Tras divorciarse, convirtió lo que hasta ese momento era un hobby en su principal actividad. "Cuando me separé había cosas que me quería sacar de encima, así que armé el grupo e invité a mis amigas, y otros conocidos, la gente se empezó a animar, a publicar; al mes éramos 300 personas, y a los tres meses ya éramos casi 5.000", recuerda. Considera que "lo que pasa es que la gente está aprendiendo dónde gastar la plata, a utilizar el dinero de otra manera, piensa por qué gastar $5.000 en un tapado, que por ahí lo usa solo una temporada, cuando por $2000 te podés comprar un jean y un par de zapatos". "La gente se da cuenta que no vale la pena pagar lo que vale la ropa, porque Argentina se ha vuelto un país carísimo y la gente se cansó de eso. Se puede hacer circular las cosas y que otro lo use estando en excelente estado", asegura.
Para Valeria Landi, Country Manager para Argentina de OLX, "se fue rompiendo el tabú de que estaba mal vender" y lo atribuye en gran parte al avance de la economía colaborativa, aunque también a una cuestión de "desapego" de las cosas. "Hasta hace unos años el modelo de consumo era el de acumulación, el de poseer cada vez más. Pero ahora surgieron otros modelos, darle mayor utilización a los bienes y armar intercambios en los que hay menos cantidad de grandes intermediarios". sostiene. En la plataforma de avisos online hay más de 1.200.000 publicaciones y unas 240.000 transacciones por mes.

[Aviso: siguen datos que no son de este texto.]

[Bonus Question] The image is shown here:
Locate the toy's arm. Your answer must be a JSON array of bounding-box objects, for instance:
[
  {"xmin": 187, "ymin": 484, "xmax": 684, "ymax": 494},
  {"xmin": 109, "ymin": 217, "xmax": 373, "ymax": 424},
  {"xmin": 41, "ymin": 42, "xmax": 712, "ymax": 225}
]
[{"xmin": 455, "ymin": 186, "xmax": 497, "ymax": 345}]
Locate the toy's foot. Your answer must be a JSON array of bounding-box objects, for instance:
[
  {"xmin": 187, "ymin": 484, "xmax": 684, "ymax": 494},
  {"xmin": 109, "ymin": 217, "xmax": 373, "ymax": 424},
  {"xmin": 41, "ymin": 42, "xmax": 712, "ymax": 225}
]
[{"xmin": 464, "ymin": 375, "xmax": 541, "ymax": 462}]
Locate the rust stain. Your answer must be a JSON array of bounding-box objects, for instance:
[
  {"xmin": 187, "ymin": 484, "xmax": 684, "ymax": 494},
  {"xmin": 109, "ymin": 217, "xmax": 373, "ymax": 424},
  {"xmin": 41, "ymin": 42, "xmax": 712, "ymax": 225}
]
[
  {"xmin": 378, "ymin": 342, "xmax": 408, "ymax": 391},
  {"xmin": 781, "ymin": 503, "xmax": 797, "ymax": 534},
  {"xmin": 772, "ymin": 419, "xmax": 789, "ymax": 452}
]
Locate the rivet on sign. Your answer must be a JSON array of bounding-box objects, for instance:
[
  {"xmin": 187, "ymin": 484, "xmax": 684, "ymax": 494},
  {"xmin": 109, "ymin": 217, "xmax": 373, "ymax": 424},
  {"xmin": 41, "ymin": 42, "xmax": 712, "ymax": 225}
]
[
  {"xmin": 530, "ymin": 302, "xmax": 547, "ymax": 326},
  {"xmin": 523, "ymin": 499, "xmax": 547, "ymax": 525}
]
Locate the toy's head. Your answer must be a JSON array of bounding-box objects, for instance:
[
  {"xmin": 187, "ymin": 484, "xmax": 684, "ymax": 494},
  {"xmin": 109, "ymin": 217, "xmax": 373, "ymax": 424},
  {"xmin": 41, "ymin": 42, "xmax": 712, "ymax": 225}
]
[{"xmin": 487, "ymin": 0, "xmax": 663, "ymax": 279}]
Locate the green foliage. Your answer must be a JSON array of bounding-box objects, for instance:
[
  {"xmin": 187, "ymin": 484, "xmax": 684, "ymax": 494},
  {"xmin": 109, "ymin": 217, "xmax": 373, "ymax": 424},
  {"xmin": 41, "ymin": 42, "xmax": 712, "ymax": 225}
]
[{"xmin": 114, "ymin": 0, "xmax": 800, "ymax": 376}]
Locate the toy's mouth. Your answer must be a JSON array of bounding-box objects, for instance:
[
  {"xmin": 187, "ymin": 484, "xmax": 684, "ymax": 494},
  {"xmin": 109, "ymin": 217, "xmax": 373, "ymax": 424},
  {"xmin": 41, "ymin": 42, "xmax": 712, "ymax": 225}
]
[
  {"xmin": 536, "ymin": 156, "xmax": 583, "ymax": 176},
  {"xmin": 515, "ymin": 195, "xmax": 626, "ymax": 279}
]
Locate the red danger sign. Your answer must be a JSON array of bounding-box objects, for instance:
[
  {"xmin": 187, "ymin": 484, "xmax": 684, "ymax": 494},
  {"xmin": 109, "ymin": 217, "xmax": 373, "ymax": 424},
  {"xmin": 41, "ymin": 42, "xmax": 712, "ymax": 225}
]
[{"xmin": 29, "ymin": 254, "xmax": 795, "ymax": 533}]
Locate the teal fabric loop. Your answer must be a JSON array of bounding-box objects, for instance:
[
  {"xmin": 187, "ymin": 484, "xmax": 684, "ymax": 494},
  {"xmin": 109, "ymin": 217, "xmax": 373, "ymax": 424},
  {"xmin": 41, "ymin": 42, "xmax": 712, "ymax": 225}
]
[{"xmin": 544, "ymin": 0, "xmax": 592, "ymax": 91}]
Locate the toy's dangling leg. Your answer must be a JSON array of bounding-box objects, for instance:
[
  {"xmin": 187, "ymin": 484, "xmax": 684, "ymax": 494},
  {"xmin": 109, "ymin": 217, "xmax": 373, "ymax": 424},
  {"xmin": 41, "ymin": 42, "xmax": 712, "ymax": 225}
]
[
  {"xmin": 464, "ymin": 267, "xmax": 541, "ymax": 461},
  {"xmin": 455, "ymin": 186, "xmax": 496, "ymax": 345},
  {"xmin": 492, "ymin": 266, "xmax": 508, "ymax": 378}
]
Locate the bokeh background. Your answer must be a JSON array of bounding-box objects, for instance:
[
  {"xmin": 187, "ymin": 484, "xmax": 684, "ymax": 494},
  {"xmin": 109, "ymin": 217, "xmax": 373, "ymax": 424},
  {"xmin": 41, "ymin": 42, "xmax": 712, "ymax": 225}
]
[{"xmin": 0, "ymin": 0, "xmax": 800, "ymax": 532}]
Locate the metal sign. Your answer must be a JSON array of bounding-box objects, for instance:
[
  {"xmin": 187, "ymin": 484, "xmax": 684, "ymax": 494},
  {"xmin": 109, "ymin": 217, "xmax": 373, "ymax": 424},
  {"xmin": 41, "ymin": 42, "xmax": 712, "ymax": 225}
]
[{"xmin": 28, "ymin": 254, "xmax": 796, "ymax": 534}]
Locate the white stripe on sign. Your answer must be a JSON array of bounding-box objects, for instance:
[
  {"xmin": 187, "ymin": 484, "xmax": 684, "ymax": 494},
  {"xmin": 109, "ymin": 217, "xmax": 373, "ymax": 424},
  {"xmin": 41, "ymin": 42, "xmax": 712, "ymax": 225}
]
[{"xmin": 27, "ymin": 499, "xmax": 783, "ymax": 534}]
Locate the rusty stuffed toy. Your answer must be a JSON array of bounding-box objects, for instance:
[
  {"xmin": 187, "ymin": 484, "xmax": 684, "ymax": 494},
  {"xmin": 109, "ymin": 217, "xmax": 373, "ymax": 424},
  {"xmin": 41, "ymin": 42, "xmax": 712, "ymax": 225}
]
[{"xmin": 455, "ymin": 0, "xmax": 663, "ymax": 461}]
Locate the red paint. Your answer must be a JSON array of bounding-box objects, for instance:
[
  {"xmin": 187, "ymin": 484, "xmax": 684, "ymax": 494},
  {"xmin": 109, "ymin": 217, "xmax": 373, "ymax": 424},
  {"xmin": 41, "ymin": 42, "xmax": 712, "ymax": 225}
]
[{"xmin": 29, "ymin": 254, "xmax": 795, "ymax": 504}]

"Ya no es un tema de tener algo más de plata, sino la liviandad de andar con menos cosas y de sentir que lo que estás vendiendo alguien lo va a utilizar. Le das una resignificación al objeto", opina Landi. Y agrega: "Sin duda esta dinámica ayuda ante la inflación. También cuando estaba más cerrada la importación sirvió para conseguir cosas que eran más difíciles, pero va más allá, es un cambio de hábito".
Del Prosumer Report se desprenden otros datos para tener en cuenta lo que piensan los líderes de opinión de la vida cotidiana respecto al uso del dinero. Por ejemplo, un 54% cree que en los próximos años las monedas virtuales reemplazarán al efectivo, y existe un creciente deseo de utilizar diversos dispositivos, en especial smartphones, como medios alternativos. Creen que la banca digital va en detrimento del contacto humano y un 40% considera que Google es el futuro del sistema bancario. Respecto a las economía colaborativas valoran su capacidad de ayudar a los emprendedores a desarrollar sus propios proyectos, pero advierten que esos modelos suelen ser aprovechados para mantener los precios bajos.